In this advanced course on deep reinforcement learning, you will learn how to implement policy gradient, actor critic, deep deterministic policy gradient (DDPG), and twin delayed deep deterministic policy gradient (TD3) algorithms in a variety of challenging environments from the Open AI gym.
The course begins with a practical review of the fundamentals of reinforcement learning, including topics such as:
The Bellman Equation
Markov Decision Processes
Monte Carlo Prediction
Monte Carlo Control
Temporal Difference Prediction TD(0)
Temporal Difference Control with Q Learning
And moves straight into coding up our first agent: a blackjack playing artificial intelligence. From there we will progress to teaching an agent to balance the cart pole using Q learning.
After mastering the fundamentals, the pace quickens, and we move straight into an introduction to policy gradient methods. We cover the REINFORCE algorithm, and use it to teach an artificial intelligence to land on the moon in the lunar lander environment from the Open AI gym. Next we progress to coding up the one step actor critic algorithm, to again beat the lunar lander.
With the fundamentals out of the way, we move on to our harder projects: implementing deep reinforcement learning research papers. We will start with Deep Deterministic Policy Gradients, which is an algorithm for teaching robots to excel at a variety of continuous control tasks.
Finally, we implement a state of the art artificial intelligence algorithm: Twin Delayed Deep Deterministic Policy Gradients.

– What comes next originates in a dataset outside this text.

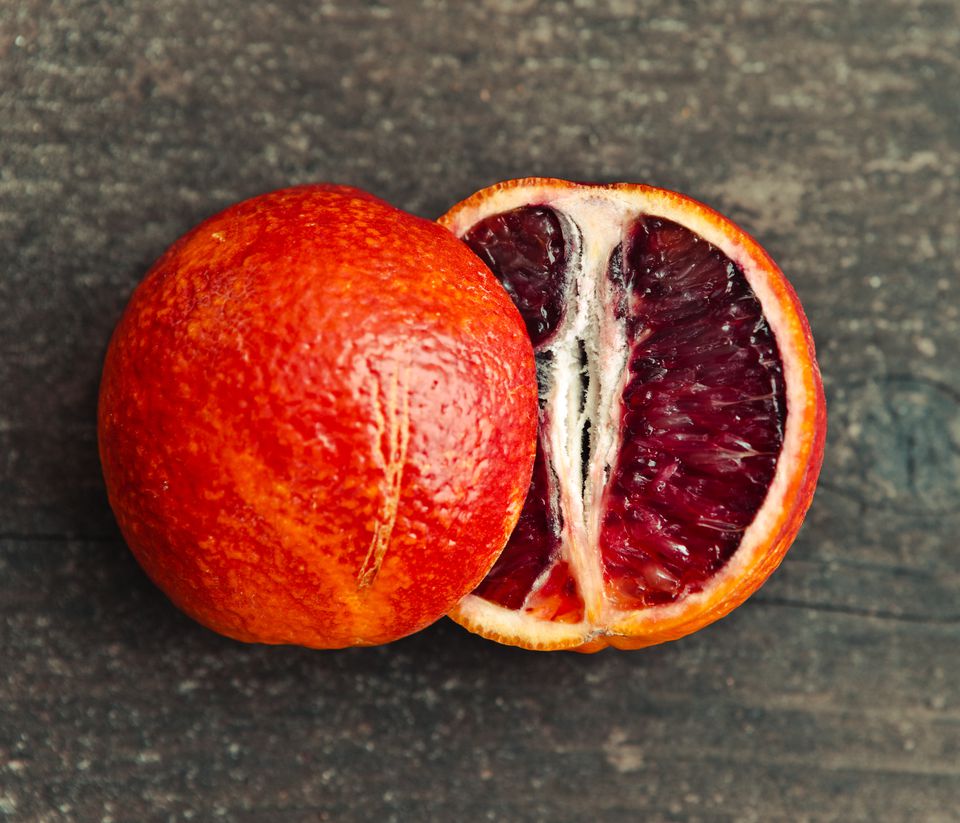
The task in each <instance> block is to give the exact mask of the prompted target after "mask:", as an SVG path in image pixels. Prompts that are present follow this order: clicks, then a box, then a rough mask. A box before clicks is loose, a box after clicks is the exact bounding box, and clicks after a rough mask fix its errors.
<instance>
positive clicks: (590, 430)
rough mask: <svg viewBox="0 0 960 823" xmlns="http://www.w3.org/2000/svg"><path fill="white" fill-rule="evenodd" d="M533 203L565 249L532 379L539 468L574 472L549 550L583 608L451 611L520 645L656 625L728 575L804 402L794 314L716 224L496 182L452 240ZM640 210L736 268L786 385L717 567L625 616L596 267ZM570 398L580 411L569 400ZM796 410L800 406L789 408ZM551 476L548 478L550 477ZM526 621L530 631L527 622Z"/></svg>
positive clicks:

This algorithm sets a new benchmark for performance in robotic control tasks, and we will demonstrate world class performance in the Bipedal Walker environment from the Open AI gym.
By the end of the course, you will know the answers to the following fundamental questions in Actor-Critic methods:
Why should we bother with actor critic methods when deep Q learning is so successful?
Can the advances in deep Q learning be used in other fields of reinforcement learning?
How can we solve the explore-exploit dilemma with a deterministic policy?
How do we get overestimation bias in actor-critic methods?
How do we deal with the inherent errors in deep neural networks?
This course is for the highly motivated and advanced student. To succeed, you must have prior course work in all the following topics:
College level calculus
The pace of the course is brisk, but the payoff is that you will come out knowing how to read cutting edge research papers and turn them into functional code as quickly as possible.